Catherine Blake - Role in Literature

Role in Literature

It has often been suggested that the figure of Enitharmon in Blake's mythology is partly inspired by Catherine. Enitharmon is the wife of the "eternal prophet" Los in Blake's writings. Catherine is explicitly identified as the poet's "shadow of delight" in the second part of Blake's Milton: a Poem.

Catherine appears as a model wife in William Hayley's writings on ideal marriages. In more recent literature she is the central character in Janet Adele Warner's novel Other Sorrows, Other Joys: The Marriage of Catherine Sophia Boucher and William Blake (2001) and also features in Tracy Chevalier's novel Burning Bright (2007). She is an amateur detective in short stories by Keith Heller.

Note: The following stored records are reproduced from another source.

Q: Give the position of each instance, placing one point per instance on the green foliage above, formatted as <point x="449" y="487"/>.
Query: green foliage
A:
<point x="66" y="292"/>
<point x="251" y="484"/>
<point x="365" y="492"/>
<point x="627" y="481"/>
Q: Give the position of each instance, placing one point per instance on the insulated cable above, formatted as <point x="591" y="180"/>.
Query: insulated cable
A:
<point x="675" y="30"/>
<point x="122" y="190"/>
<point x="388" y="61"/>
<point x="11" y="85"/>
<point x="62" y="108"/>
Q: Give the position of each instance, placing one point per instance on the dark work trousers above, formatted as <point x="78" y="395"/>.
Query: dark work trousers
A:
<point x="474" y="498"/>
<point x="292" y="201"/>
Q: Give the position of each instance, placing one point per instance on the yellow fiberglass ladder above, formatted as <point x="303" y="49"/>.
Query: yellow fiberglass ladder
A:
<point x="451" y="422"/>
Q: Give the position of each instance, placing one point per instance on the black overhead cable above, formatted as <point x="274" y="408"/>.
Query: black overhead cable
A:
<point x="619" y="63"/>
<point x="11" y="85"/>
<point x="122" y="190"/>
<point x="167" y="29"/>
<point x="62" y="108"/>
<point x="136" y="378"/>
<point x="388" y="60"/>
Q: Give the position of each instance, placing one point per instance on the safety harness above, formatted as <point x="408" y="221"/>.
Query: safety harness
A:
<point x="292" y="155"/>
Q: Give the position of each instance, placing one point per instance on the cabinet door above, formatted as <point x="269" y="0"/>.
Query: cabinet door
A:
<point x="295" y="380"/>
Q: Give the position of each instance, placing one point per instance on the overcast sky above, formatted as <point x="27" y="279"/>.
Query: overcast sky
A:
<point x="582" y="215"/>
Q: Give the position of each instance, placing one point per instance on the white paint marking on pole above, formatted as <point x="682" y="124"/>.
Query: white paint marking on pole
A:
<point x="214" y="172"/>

Jack Shepherd's stage play In Lambeth dramatised a visit by Thomas Paine to the Lambeth home of William and Catherine Blake in 1789. It was first performed at the East Dulwich Tavern in July 1989. The play was later adapted for television in the BBC Two Encounters series - which featured similar fictionalised meetings between historical figures - and was first broadcast on 4 July 1993. It was directed by Sebastian Graham-Jones, and featured Mark Rylance as William, Bob Peck as Paine, and Lesley Clare O'Neill as Catherine.